Jayati Ghosh in The Guardian
Illustration by Robert G Fresson
Whatever happened to emerging markets? Brics, Mints, whatever global investors call them: For a while it appeared as if countries such as Brazil, India and Turkey had secure and buoyant futures, regardless of the travails of advanced economies. There was much trumpeting of their advantages, such as the demographic bulges producing young populations. Few asked about the nature of the growth, or whether it could last. The euphoria spread, leading to large private-capital inflows that pushed up asset prices in these countries.
That already seems a long time ago, as investor opinion has done yet another volte face. Investors who were slow to read the tea leaves during the boom times have now taken fright. In just 13 months, capital outflows from these countries have crossed $1tn. Stock markets have tanked across countries as distant and diverse as Malaysia, India, South Africa and Brazil; currencies have depreciated; and bond issues are slowing down, with fewer takers.
For a change, this is not being driven by policy in the developed world. Unlike the “taper tantrum” unleashed in mid-2013 by Ben Bernanke, the then US Federal Reserve chairman – when he simply announced the possibility of reducing the massive liquidity stimulus that was being provided in the US – the current skittishness in emerging markets is the fallout of what is happening in China. This is hugely important, not just because of China’s major role in global trade, but because it signifies the end of a particular growth strategy that many other countries were trying to emulate.
The recent travails of China’s economy are well known by now: falling real estate prices put paid to the construction boom, and the subsequent bursting of the stock market bubble was hamfistedly controlled through official measures. But these current difficulties are the outcome of earlier economic strategies that were widely celebrated, when the going was good.
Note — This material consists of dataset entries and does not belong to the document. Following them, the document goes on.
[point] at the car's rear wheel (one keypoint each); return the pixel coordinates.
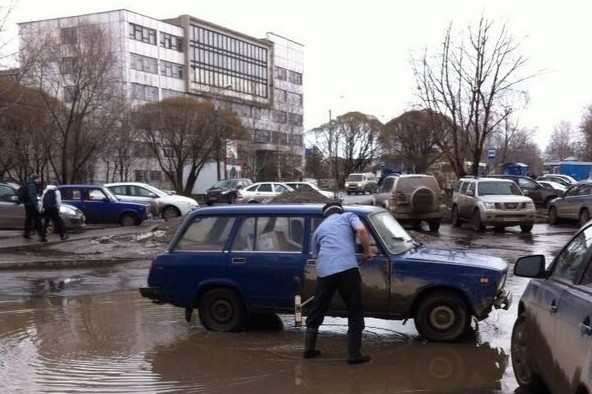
(442, 317)
(526, 228)
(477, 223)
(128, 219)
(584, 216)
(521, 360)
(456, 222)
(553, 215)
(170, 212)
(222, 310)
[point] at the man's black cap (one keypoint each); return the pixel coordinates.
(332, 207)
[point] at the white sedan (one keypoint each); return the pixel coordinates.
(261, 192)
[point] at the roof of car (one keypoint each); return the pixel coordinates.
(275, 209)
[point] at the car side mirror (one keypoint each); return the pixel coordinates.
(531, 266)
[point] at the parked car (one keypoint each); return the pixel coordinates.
(553, 185)
(551, 343)
(363, 183)
(230, 262)
(99, 205)
(412, 198)
(12, 214)
(336, 196)
(565, 180)
(225, 190)
(574, 205)
(162, 204)
(541, 195)
(261, 192)
(491, 202)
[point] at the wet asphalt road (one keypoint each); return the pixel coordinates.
(86, 329)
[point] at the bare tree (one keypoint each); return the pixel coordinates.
(349, 143)
(564, 142)
(469, 85)
(411, 140)
(74, 70)
(184, 134)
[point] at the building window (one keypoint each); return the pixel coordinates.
(144, 92)
(172, 70)
(279, 116)
(69, 65)
(295, 119)
(144, 63)
(141, 33)
(69, 36)
(294, 77)
(280, 95)
(281, 73)
(170, 41)
(295, 98)
(219, 60)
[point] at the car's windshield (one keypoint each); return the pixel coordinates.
(393, 235)
(498, 188)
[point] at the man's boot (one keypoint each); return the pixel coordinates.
(354, 345)
(310, 342)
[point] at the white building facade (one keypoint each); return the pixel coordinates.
(260, 80)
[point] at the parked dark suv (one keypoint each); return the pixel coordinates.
(541, 196)
(225, 190)
(233, 261)
(552, 336)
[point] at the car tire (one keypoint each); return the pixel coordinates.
(434, 225)
(526, 228)
(170, 212)
(128, 219)
(456, 222)
(521, 361)
(584, 216)
(553, 215)
(477, 223)
(442, 317)
(222, 310)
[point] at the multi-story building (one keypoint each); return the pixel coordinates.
(260, 80)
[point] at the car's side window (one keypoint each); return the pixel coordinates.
(206, 233)
(569, 262)
(270, 234)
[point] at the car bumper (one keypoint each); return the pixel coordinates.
(503, 300)
(151, 292)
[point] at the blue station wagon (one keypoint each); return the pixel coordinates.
(232, 261)
(99, 205)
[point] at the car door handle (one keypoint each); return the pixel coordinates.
(585, 328)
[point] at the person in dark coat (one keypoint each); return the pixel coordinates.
(32, 214)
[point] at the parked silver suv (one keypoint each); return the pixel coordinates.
(412, 198)
(491, 202)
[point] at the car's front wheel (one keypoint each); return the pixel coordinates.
(170, 212)
(128, 219)
(521, 358)
(222, 310)
(442, 317)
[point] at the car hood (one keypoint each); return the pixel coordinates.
(457, 257)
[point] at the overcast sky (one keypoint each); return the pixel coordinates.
(357, 53)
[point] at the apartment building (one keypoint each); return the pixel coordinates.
(259, 79)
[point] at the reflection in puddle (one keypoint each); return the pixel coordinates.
(118, 342)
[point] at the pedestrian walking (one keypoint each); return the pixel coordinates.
(52, 201)
(333, 245)
(32, 214)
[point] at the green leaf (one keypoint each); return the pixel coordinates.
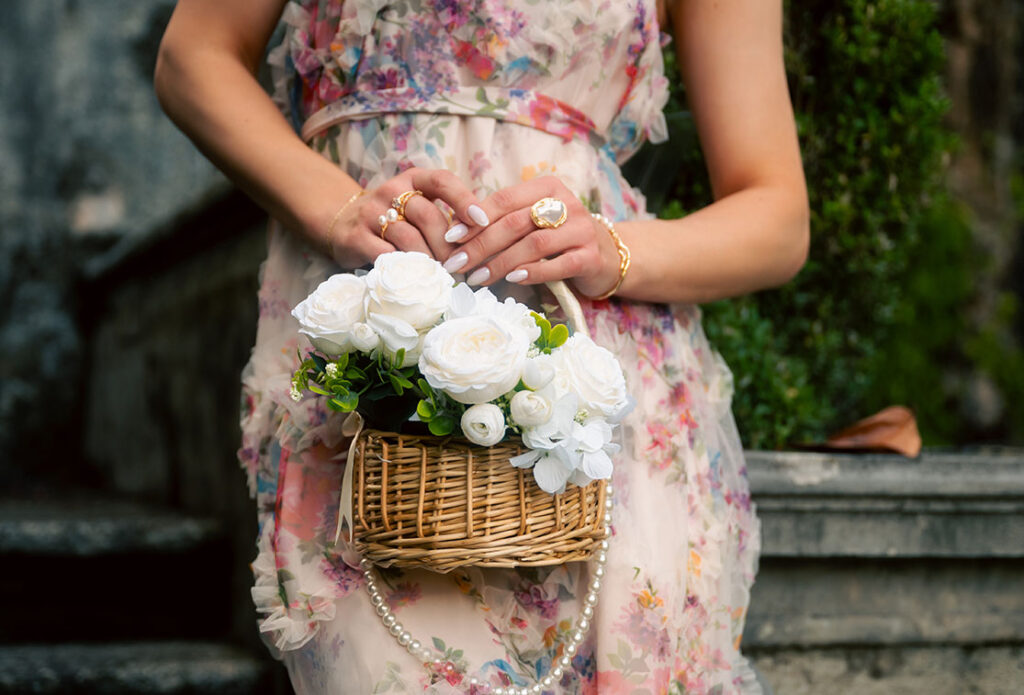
(426, 410)
(395, 384)
(441, 426)
(558, 336)
(426, 390)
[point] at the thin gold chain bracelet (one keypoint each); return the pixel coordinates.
(624, 255)
(342, 209)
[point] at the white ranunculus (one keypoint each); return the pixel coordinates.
(365, 339)
(511, 313)
(483, 424)
(396, 335)
(594, 375)
(473, 359)
(539, 372)
(529, 408)
(329, 314)
(409, 286)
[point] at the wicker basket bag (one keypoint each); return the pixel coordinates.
(441, 503)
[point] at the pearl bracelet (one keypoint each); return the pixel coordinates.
(624, 255)
(558, 667)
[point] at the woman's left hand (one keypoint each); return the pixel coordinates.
(512, 247)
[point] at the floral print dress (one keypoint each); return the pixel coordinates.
(499, 91)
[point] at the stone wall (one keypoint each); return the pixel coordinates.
(88, 159)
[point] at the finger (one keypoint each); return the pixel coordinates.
(404, 236)
(532, 248)
(569, 264)
(491, 241)
(399, 235)
(524, 194)
(442, 184)
(428, 218)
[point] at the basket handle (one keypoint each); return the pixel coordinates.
(569, 304)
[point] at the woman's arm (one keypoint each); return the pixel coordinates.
(755, 235)
(205, 82)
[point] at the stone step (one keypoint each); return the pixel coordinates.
(942, 505)
(129, 668)
(87, 568)
(871, 551)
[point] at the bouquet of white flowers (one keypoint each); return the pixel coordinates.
(403, 343)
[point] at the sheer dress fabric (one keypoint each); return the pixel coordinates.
(499, 92)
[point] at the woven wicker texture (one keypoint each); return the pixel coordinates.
(440, 503)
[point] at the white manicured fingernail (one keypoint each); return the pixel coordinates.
(456, 262)
(478, 275)
(477, 215)
(456, 232)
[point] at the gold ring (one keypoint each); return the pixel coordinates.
(399, 203)
(549, 213)
(390, 215)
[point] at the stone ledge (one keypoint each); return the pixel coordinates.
(94, 526)
(865, 506)
(172, 667)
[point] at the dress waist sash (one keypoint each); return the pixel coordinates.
(515, 105)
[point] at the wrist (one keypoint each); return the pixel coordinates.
(615, 260)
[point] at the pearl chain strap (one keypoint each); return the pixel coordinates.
(425, 654)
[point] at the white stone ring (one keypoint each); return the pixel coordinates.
(549, 213)
(391, 215)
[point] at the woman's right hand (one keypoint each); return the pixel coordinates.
(355, 237)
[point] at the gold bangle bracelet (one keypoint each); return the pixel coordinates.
(342, 209)
(624, 255)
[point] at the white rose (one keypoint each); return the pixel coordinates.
(409, 286)
(539, 372)
(473, 359)
(365, 339)
(511, 313)
(329, 314)
(483, 424)
(530, 409)
(594, 375)
(395, 335)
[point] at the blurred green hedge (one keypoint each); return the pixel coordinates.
(879, 313)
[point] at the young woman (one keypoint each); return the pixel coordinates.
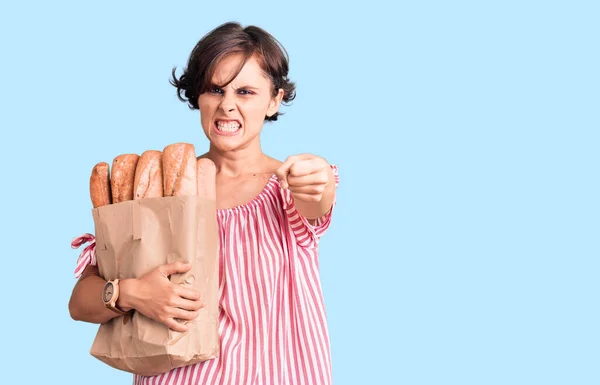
(271, 215)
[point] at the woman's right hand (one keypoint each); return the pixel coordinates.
(156, 297)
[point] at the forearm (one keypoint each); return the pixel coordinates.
(86, 300)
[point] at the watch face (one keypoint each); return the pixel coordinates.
(108, 292)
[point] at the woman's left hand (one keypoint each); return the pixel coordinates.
(307, 176)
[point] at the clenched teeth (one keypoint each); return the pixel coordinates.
(228, 126)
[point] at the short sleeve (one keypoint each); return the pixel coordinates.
(307, 234)
(87, 255)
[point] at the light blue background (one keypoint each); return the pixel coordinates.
(464, 248)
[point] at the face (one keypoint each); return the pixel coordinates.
(232, 116)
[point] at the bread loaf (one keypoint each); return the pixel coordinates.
(100, 185)
(123, 177)
(148, 181)
(206, 173)
(179, 170)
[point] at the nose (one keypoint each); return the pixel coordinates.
(227, 103)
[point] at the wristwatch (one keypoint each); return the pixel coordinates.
(110, 295)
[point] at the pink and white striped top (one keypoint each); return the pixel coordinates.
(272, 321)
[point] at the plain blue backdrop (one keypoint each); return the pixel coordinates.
(464, 247)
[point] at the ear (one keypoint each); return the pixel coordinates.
(275, 103)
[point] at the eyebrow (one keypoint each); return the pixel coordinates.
(248, 87)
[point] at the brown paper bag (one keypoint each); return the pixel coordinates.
(134, 237)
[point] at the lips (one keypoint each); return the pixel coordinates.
(228, 126)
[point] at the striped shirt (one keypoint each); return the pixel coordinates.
(272, 320)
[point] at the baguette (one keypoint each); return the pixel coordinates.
(123, 177)
(179, 170)
(207, 173)
(148, 181)
(100, 191)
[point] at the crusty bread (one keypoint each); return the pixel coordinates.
(123, 177)
(100, 185)
(179, 170)
(148, 181)
(207, 174)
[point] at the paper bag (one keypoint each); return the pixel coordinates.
(133, 238)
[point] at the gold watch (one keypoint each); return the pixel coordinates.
(110, 295)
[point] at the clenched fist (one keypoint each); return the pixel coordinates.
(306, 176)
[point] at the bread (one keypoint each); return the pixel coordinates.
(148, 182)
(100, 191)
(179, 170)
(123, 177)
(206, 174)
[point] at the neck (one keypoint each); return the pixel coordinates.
(240, 162)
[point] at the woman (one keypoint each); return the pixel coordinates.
(271, 215)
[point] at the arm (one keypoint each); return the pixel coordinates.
(153, 295)
(86, 300)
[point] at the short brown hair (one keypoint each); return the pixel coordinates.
(231, 38)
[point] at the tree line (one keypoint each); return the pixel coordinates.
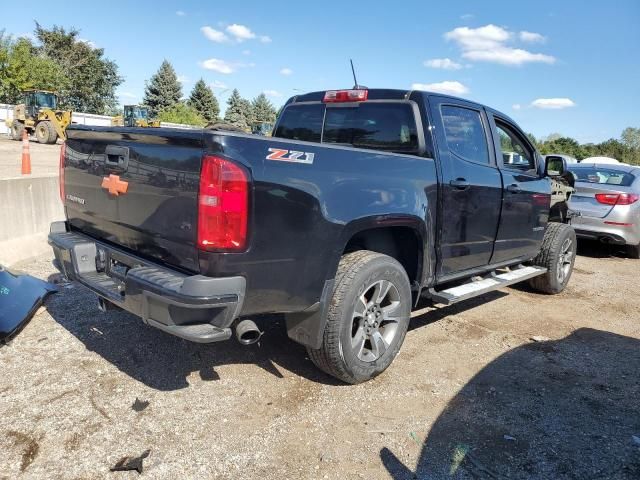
(163, 97)
(626, 149)
(84, 79)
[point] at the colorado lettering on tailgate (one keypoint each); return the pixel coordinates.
(290, 156)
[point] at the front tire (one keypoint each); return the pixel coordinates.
(557, 255)
(367, 318)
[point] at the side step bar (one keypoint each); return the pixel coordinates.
(481, 285)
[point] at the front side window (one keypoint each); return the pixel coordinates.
(465, 134)
(516, 154)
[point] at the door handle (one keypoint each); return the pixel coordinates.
(459, 183)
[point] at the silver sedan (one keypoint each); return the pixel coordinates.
(608, 199)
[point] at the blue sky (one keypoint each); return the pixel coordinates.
(555, 66)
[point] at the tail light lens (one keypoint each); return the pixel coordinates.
(63, 150)
(617, 198)
(223, 205)
(340, 96)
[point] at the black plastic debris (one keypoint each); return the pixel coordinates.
(20, 297)
(130, 463)
(140, 405)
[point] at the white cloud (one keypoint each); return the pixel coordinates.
(214, 35)
(553, 103)
(447, 87)
(508, 56)
(531, 37)
(218, 65)
(88, 42)
(490, 43)
(218, 84)
(240, 32)
(443, 63)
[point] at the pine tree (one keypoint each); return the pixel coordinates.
(163, 89)
(237, 113)
(263, 109)
(203, 100)
(249, 113)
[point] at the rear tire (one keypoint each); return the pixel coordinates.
(17, 127)
(557, 255)
(367, 319)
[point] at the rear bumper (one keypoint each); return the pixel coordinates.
(196, 308)
(596, 229)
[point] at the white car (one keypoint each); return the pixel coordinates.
(601, 160)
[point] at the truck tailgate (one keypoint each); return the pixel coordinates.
(136, 188)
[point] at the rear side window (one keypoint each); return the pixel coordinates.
(465, 134)
(606, 176)
(379, 126)
(301, 122)
(388, 126)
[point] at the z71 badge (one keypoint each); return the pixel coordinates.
(290, 156)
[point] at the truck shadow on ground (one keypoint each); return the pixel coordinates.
(548, 410)
(593, 249)
(164, 362)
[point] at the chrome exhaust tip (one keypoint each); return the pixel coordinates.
(247, 332)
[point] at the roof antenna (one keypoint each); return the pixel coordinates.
(355, 81)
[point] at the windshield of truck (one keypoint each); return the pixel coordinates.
(388, 126)
(45, 100)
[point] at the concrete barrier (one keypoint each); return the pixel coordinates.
(28, 205)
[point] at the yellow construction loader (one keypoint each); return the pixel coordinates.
(38, 114)
(134, 116)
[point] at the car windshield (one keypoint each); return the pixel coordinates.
(605, 176)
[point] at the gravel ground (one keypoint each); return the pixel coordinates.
(44, 158)
(469, 396)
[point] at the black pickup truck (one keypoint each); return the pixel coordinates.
(362, 203)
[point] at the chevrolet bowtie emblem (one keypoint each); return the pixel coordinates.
(115, 185)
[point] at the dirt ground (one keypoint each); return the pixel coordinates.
(44, 158)
(471, 395)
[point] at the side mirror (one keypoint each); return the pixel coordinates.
(555, 166)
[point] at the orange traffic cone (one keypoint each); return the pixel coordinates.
(26, 156)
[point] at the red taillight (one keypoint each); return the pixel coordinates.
(617, 198)
(338, 96)
(223, 205)
(63, 150)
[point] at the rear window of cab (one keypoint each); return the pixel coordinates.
(387, 126)
(604, 176)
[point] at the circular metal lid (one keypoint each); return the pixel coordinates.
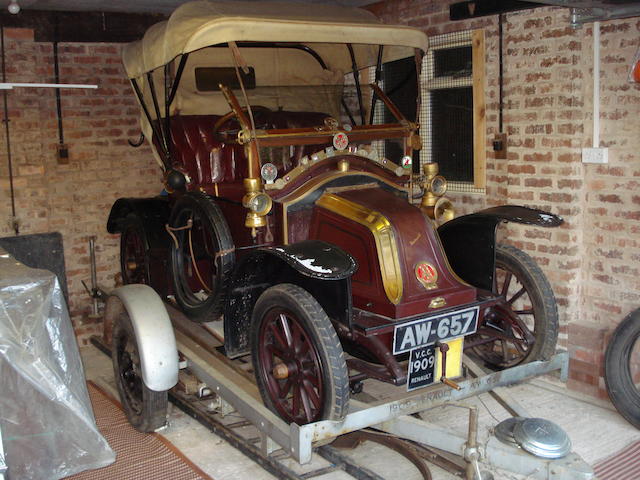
(504, 430)
(542, 438)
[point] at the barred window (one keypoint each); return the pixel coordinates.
(452, 112)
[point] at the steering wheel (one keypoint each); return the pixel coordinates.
(223, 136)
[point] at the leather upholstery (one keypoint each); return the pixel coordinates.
(207, 160)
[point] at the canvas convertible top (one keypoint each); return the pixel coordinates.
(199, 24)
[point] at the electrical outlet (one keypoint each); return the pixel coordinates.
(62, 154)
(500, 146)
(595, 155)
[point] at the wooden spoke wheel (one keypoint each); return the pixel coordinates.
(524, 326)
(146, 409)
(298, 360)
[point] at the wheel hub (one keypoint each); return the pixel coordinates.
(280, 371)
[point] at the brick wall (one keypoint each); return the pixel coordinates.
(73, 199)
(593, 260)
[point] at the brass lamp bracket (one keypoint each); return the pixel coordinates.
(434, 203)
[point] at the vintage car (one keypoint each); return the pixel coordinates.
(291, 209)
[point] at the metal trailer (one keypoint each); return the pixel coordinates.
(233, 391)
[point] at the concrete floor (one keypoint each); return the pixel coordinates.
(594, 427)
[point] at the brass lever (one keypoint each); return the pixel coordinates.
(444, 348)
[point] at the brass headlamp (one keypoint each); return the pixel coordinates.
(257, 203)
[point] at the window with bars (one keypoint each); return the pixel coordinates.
(452, 113)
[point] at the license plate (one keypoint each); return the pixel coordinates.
(427, 331)
(425, 364)
(422, 366)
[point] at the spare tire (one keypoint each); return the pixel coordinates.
(202, 256)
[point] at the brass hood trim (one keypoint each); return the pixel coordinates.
(383, 234)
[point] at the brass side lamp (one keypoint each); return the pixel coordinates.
(434, 203)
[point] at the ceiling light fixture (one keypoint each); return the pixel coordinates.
(14, 7)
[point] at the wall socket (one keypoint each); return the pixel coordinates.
(595, 155)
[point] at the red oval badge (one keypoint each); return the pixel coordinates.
(427, 275)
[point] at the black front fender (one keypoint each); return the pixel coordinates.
(470, 241)
(322, 269)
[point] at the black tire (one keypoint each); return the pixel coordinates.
(134, 251)
(623, 351)
(201, 274)
(146, 409)
(524, 327)
(316, 371)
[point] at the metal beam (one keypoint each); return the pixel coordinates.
(81, 27)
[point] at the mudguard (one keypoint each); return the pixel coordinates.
(470, 241)
(322, 269)
(153, 331)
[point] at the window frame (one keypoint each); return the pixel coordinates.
(475, 39)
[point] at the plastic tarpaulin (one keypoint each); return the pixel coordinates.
(48, 427)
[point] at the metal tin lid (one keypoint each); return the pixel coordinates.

From the early 1990s China adopted an export-led strategy that delivered continuously increasing shares of the world market, fed by relatively low wages and very high rates of investment, enabling massive increases in infrastructure. It led to big increases in inequality and even bigger environmental problems, but the strategy seemed to work – until 2008-09, when exports were hit by the global financial crisis.
Yet even then, China, India and other large emerging markets continued to grow. The talk at the time was that they were already “decoupled” from the west. In reality, China (and much of developing Asia) had simply shifted to a different engine of growth without abandoning the focus on exports. The Chinese authorities could have generated more domestic demand by stimulating consumption through rising wage shares of national income, but this would have threatened their export-driven model. Instead they put their faith in even more accumulation to keep growth rates buoyant.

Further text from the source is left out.